We need to stop this! We are promoting unhealthy extra hours. We are making it
like it's ok to expect/ask developers to work overnight and weekends. Work-
life balance is not just a cliché, we need to incentivise developers to have a
real life outside of work

> I was once about to leave my place with a date when the office called
> because of a production issue. She sat and waited patiently for an hour
> while I tried frantically to fix the issue before she ultimately took off (I
> couldn’t blame her), leaving me to my work and my coworkers in IRC sharing
> my misery.

is this company really so dependent of a single developer? unless it's a
startup with 3 employees it sounds like a problem. Or maybe the developer
thinks it's the only one able to save the day?

------
UglyToad
I hadn't seen this before but my god it's bang on every problem I experienced
in my jobs and pretty much exactly what caused my burnout.

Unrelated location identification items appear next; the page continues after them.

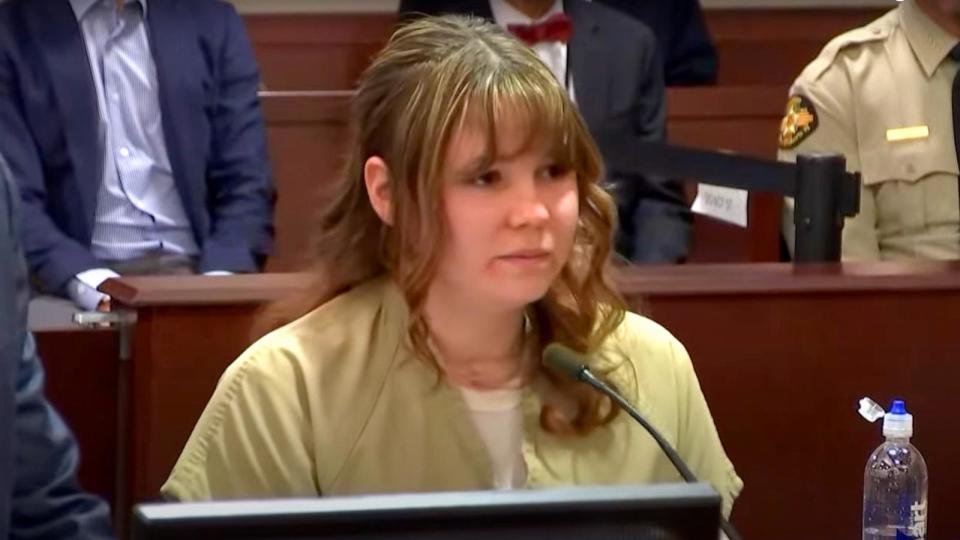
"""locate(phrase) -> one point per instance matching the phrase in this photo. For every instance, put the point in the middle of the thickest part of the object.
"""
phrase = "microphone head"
(565, 360)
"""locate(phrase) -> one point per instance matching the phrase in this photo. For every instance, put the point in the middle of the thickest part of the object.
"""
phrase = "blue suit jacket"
(212, 123)
(39, 497)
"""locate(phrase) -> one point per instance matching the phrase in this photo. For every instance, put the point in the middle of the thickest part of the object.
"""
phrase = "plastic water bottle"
(895, 483)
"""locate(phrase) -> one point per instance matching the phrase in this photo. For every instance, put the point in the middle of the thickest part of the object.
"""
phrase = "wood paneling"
(307, 135)
(741, 119)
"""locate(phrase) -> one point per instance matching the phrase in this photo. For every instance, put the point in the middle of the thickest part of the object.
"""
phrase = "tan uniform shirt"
(881, 96)
(335, 404)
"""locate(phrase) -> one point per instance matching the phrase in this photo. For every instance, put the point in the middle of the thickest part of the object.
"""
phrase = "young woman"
(467, 232)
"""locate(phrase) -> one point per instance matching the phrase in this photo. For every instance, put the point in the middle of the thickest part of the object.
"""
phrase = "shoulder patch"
(799, 122)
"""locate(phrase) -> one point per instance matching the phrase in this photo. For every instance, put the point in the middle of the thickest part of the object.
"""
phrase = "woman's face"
(511, 218)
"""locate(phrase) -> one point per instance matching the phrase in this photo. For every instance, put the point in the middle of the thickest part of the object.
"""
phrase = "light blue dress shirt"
(139, 210)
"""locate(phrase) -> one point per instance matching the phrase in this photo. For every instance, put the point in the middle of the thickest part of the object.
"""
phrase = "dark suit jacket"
(618, 81)
(212, 124)
(689, 55)
(39, 497)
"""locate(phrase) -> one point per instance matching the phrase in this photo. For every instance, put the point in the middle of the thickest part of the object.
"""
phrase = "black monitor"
(651, 512)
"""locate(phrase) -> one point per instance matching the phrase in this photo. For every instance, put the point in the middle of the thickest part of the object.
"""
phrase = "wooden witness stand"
(783, 354)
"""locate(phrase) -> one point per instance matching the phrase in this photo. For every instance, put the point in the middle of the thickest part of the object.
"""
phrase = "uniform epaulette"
(877, 30)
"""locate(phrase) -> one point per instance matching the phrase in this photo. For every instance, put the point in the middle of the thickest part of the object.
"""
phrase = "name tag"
(908, 133)
(725, 204)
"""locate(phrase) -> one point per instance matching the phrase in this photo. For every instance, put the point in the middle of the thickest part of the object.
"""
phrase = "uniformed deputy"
(882, 96)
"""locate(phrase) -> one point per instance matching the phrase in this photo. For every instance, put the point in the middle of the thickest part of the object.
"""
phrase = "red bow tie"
(558, 27)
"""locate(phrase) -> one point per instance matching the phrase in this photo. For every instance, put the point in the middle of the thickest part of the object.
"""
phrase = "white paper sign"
(725, 204)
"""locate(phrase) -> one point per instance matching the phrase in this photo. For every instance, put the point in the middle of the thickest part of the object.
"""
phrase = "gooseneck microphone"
(567, 361)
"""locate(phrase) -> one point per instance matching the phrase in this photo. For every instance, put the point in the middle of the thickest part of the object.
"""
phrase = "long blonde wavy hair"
(434, 75)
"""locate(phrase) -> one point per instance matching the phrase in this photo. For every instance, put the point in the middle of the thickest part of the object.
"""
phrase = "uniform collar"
(930, 43)
(81, 7)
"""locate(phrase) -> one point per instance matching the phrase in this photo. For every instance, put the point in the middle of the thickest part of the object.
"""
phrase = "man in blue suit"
(39, 497)
(135, 133)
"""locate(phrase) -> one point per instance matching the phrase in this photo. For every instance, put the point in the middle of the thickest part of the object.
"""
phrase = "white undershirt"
(553, 54)
(498, 418)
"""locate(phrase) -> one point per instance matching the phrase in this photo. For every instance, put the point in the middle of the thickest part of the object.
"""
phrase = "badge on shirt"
(799, 122)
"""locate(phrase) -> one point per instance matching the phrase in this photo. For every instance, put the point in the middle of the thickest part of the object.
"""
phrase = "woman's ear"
(377, 178)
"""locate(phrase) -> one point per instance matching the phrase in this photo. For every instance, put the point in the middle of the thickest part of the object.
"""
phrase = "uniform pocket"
(914, 184)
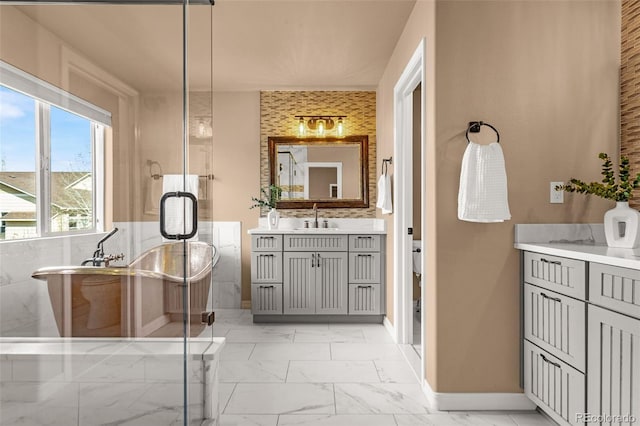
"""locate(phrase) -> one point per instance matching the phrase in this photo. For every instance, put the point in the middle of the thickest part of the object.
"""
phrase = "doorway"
(409, 186)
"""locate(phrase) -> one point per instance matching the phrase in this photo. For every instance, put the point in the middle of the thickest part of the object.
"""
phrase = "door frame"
(413, 74)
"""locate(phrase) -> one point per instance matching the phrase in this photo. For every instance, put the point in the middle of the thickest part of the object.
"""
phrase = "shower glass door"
(105, 141)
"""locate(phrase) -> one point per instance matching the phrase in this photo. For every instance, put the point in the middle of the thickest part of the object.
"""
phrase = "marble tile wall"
(25, 309)
(90, 382)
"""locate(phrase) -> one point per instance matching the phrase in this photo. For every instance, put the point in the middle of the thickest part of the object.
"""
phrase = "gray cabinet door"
(614, 366)
(299, 283)
(555, 387)
(266, 299)
(331, 282)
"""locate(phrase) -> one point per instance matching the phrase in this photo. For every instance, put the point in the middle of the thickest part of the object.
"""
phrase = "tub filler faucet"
(98, 255)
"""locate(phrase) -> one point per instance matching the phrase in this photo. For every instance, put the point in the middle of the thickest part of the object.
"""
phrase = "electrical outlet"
(556, 196)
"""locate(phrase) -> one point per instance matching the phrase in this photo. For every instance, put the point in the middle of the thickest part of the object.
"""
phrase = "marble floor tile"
(380, 398)
(237, 351)
(251, 335)
(332, 372)
(248, 420)
(455, 419)
(531, 419)
(344, 335)
(365, 351)
(336, 420)
(254, 371)
(395, 372)
(284, 398)
(291, 351)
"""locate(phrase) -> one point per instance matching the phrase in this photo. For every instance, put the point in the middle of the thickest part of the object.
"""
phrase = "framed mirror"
(330, 172)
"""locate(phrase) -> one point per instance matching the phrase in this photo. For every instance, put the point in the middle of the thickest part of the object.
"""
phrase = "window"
(51, 158)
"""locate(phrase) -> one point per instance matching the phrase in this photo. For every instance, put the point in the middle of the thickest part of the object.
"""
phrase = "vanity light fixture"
(320, 124)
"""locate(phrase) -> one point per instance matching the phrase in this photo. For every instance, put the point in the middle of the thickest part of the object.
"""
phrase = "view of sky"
(70, 136)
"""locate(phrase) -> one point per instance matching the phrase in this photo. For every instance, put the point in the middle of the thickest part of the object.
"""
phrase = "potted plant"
(621, 224)
(269, 198)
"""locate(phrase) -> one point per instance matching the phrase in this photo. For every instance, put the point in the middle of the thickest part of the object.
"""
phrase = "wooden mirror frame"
(363, 141)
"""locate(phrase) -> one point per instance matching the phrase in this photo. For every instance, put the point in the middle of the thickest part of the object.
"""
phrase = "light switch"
(556, 196)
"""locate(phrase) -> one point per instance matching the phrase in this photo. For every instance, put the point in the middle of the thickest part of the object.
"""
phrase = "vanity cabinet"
(581, 330)
(307, 276)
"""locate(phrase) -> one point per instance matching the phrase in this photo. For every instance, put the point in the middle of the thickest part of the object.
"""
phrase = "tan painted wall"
(538, 71)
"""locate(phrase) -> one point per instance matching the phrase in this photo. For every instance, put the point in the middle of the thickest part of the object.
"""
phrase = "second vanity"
(333, 274)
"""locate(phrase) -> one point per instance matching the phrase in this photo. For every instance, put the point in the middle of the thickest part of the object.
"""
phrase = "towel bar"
(474, 127)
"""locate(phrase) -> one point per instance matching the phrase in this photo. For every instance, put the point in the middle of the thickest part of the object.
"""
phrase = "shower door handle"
(194, 215)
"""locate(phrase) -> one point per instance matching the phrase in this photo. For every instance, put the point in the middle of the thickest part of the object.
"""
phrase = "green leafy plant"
(269, 197)
(608, 188)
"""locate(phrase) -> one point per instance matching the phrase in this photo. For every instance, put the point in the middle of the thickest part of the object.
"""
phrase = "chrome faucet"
(315, 212)
(98, 255)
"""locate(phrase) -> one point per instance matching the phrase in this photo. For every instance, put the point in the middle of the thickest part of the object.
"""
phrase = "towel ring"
(474, 127)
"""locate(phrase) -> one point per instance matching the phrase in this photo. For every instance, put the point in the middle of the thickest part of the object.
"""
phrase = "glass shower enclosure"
(106, 251)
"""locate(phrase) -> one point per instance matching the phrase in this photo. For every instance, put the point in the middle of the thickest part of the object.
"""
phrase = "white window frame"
(46, 95)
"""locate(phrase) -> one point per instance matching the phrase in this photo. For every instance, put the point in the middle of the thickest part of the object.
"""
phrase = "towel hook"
(474, 127)
(385, 164)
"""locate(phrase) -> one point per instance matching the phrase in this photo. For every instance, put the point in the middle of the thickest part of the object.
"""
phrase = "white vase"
(621, 226)
(273, 218)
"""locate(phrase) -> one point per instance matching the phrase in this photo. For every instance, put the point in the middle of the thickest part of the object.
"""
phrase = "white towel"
(153, 193)
(384, 194)
(482, 196)
(179, 211)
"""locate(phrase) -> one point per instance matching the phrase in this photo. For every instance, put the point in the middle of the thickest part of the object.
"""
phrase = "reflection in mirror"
(329, 171)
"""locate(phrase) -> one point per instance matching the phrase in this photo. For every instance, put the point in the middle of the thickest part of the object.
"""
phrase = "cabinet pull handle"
(555, 299)
(544, 358)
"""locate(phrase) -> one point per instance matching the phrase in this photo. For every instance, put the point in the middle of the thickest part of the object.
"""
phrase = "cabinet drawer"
(562, 275)
(364, 268)
(266, 299)
(266, 267)
(556, 323)
(364, 242)
(266, 243)
(613, 381)
(615, 288)
(364, 299)
(301, 242)
(555, 387)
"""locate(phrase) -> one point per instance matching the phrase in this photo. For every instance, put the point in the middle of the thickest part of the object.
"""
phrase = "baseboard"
(390, 328)
(476, 401)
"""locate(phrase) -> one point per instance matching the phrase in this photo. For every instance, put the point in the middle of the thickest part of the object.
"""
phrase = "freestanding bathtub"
(135, 300)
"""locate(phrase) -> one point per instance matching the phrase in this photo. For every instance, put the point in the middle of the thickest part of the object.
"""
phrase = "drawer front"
(306, 242)
(614, 366)
(555, 387)
(266, 299)
(556, 323)
(615, 288)
(266, 243)
(266, 267)
(364, 268)
(364, 299)
(559, 274)
(364, 243)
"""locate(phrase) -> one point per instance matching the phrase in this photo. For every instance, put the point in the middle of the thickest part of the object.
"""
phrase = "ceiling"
(256, 44)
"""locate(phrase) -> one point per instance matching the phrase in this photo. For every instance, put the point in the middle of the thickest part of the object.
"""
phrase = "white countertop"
(335, 226)
(600, 253)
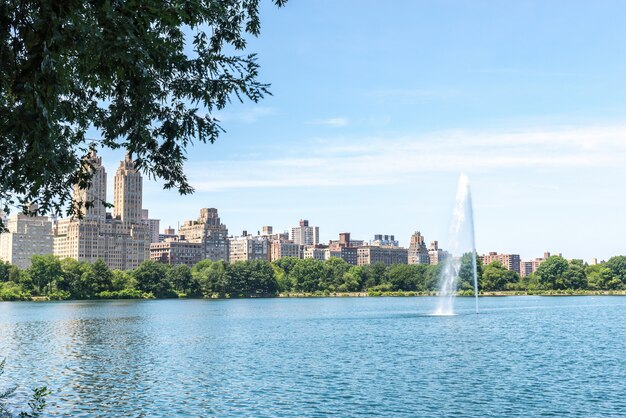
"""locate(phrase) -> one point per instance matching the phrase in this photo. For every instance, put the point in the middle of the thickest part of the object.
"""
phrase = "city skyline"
(380, 111)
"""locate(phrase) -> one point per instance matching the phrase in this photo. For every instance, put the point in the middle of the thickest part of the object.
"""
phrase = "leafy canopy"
(146, 74)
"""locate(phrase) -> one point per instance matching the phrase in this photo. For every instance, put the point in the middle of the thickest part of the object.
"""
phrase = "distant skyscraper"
(249, 247)
(209, 231)
(154, 225)
(380, 239)
(510, 261)
(385, 254)
(305, 234)
(435, 254)
(26, 236)
(127, 192)
(418, 253)
(121, 241)
(90, 202)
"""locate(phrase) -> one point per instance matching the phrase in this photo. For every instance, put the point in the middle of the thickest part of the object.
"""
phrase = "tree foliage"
(148, 75)
(70, 279)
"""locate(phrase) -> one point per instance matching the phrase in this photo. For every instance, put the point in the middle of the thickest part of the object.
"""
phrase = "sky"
(377, 108)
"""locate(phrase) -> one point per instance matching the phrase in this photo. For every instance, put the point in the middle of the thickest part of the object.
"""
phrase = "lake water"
(315, 357)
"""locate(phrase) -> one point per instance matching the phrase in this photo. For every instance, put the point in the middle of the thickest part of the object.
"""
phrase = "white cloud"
(333, 122)
(372, 161)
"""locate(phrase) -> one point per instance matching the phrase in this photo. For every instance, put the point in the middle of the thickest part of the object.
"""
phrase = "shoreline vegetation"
(399, 293)
(50, 278)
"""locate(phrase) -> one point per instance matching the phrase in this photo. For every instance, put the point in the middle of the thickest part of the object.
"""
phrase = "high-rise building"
(25, 236)
(510, 261)
(127, 192)
(90, 202)
(176, 251)
(210, 232)
(389, 240)
(387, 255)
(154, 225)
(249, 247)
(305, 234)
(418, 253)
(121, 241)
(281, 248)
(529, 267)
(315, 253)
(435, 254)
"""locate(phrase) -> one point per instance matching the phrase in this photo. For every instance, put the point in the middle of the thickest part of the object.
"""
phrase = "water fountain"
(461, 242)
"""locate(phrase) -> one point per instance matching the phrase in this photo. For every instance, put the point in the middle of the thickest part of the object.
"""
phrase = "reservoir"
(522, 355)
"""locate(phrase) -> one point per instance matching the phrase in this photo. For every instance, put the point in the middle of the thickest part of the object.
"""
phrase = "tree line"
(55, 279)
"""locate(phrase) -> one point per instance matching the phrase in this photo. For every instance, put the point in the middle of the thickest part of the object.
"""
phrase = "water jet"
(461, 245)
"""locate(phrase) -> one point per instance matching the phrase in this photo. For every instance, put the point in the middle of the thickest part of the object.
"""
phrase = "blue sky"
(377, 108)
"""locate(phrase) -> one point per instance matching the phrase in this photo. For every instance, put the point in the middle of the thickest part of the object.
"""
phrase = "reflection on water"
(307, 357)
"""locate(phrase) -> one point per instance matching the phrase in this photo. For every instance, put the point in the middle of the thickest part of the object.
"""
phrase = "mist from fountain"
(462, 241)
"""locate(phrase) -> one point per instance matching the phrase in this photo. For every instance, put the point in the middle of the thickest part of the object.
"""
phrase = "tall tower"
(95, 195)
(418, 253)
(127, 192)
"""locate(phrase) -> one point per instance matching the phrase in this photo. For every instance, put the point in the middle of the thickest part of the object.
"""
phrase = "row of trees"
(70, 279)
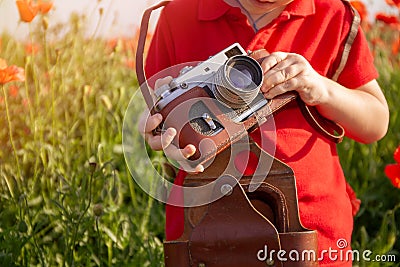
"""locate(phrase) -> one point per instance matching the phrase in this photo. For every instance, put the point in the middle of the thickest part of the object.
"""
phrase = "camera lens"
(238, 81)
(240, 78)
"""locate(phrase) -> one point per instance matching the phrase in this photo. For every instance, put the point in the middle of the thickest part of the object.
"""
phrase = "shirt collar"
(214, 9)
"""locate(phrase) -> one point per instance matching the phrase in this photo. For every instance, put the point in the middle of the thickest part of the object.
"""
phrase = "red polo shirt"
(192, 30)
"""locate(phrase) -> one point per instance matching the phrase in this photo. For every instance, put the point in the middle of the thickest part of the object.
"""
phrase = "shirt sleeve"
(161, 51)
(359, 68)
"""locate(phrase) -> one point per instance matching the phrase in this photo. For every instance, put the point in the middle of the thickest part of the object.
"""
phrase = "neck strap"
(140, 72)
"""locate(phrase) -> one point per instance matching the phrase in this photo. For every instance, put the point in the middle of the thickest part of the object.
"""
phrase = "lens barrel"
(238, 81)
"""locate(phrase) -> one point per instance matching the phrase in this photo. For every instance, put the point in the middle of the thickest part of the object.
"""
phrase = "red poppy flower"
(44, 7)
(396, 155)
(393, 3)
(355, 202)
(361, 8)
(32, 49)
(388, 19)
(396, 49)
(28, 9)
(392, 171)
(10, 73)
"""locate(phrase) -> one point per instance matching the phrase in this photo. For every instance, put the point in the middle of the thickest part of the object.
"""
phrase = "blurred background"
(120, 16)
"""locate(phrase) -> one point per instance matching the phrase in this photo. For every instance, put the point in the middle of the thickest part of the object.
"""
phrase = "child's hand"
(148, 123)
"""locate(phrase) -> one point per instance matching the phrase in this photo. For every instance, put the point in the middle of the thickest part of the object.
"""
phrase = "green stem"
(10, 131)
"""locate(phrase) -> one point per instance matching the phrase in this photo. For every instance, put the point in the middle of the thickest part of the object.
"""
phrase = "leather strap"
(321, 124)
(326, 127)
(140, 72)
(349, 41)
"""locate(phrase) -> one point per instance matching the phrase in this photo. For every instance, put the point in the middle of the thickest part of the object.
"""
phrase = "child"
(306, 41)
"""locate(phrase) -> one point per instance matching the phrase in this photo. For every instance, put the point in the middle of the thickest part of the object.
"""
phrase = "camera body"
(209, 104)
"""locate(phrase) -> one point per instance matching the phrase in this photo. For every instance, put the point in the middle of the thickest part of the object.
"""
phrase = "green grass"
(66, 196)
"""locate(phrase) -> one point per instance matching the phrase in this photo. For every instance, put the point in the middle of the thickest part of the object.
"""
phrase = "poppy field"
(66, 195)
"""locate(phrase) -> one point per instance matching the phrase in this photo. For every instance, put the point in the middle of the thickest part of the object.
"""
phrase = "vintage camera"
(212, 101)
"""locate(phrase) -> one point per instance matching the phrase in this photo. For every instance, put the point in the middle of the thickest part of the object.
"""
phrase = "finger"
(160, 142)
(181, 156)
(177, 154)
(148, 123)
(272, 60)
(280, 75)
(259, 55)
(281, 88)
(162, 81)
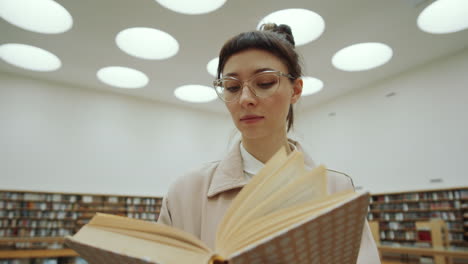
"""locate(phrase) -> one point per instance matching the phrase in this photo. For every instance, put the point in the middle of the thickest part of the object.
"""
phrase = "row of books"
(455, 204)
(49, 197)
(438, 195)
(400, 235)
(412, 225)
(416, 216)
(144, 216)
(36, 232)
(36, 223)
(36, 245)
(73, 260)
(397, 225)
(37, 205)
(68, 207)
(40, 214)
(456, 236)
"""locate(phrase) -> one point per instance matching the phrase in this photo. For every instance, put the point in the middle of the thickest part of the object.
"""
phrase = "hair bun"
(281, 29)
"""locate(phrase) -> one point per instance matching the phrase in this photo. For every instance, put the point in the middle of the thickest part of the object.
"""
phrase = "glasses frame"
(217, 82)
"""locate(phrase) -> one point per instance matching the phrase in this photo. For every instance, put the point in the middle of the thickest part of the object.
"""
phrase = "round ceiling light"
(362, 56)
(147, 43)
(190, 7)
(29, 57)
(212, 66)
(444, 16)
(195, 93)
(122, 77)
(42, 16)
(306, 25)
(311, 86)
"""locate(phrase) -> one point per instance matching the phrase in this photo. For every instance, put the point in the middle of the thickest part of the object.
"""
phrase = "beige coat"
(197, 202)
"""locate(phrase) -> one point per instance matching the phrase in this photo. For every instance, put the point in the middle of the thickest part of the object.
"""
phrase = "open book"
(283, 215)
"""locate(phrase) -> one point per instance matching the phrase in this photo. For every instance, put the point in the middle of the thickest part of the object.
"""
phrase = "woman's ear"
(297, 90)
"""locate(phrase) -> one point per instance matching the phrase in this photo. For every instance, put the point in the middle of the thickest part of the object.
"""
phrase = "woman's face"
(260, 117)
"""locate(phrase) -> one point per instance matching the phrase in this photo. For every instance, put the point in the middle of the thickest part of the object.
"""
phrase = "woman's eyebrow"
(234, 74)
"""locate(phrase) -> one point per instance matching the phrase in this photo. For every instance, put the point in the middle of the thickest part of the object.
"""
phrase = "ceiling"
(90, 44)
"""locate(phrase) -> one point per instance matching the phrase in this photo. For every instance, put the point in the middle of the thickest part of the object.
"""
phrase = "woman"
(260, 82)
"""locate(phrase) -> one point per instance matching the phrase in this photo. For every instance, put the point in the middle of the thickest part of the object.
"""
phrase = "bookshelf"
(396, 215)
(33, 224)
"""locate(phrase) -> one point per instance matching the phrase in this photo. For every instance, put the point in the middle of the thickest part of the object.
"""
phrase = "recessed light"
(147, 43)
(29, 57)
(362, 56)
(444, 16)
(306, 25)
(190, 7)
(212, 66)
(311, 86)
(122, 77)
(195, 93)
(42, 16)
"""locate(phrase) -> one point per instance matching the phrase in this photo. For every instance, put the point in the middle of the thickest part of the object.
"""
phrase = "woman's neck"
(264, 148)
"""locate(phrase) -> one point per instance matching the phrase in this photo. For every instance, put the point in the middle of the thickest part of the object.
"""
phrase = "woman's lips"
(249, 119)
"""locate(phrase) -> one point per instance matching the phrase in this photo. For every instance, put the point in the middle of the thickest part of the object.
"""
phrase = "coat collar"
(229, 174)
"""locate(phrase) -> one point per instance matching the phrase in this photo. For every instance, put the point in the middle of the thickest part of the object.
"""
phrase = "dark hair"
(276, 39)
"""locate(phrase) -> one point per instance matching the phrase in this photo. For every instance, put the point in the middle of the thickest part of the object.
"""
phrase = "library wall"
(400, 142)
(69, 139)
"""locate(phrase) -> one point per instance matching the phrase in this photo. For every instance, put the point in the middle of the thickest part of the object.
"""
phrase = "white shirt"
(252, 165)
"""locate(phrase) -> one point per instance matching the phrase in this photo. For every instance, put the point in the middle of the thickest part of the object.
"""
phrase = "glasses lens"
(265, 84)
(228, 89)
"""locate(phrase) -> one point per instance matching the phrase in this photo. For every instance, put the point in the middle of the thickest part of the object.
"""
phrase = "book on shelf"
(284, 214)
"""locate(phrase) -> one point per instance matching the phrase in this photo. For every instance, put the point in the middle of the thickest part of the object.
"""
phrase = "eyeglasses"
(262, 85)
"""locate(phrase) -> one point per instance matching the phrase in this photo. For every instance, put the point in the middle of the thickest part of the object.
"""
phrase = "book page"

I keep saying to people who ask what I'm doing next (currently taking a break)
that my problem is I love coding but hate doing it as a job and this article
has every reason why.

Just to call attention to the first point about being a short order cook, this
is precisely why scrum sucks and makes me so unhappy. You can't just give us
work shorn of all context and use us as assembly line workers. Unless you're
giving your developers full domain knowledge and involving them at every stage
of the process you're wasting talent and money and your company probably sucks
to work at.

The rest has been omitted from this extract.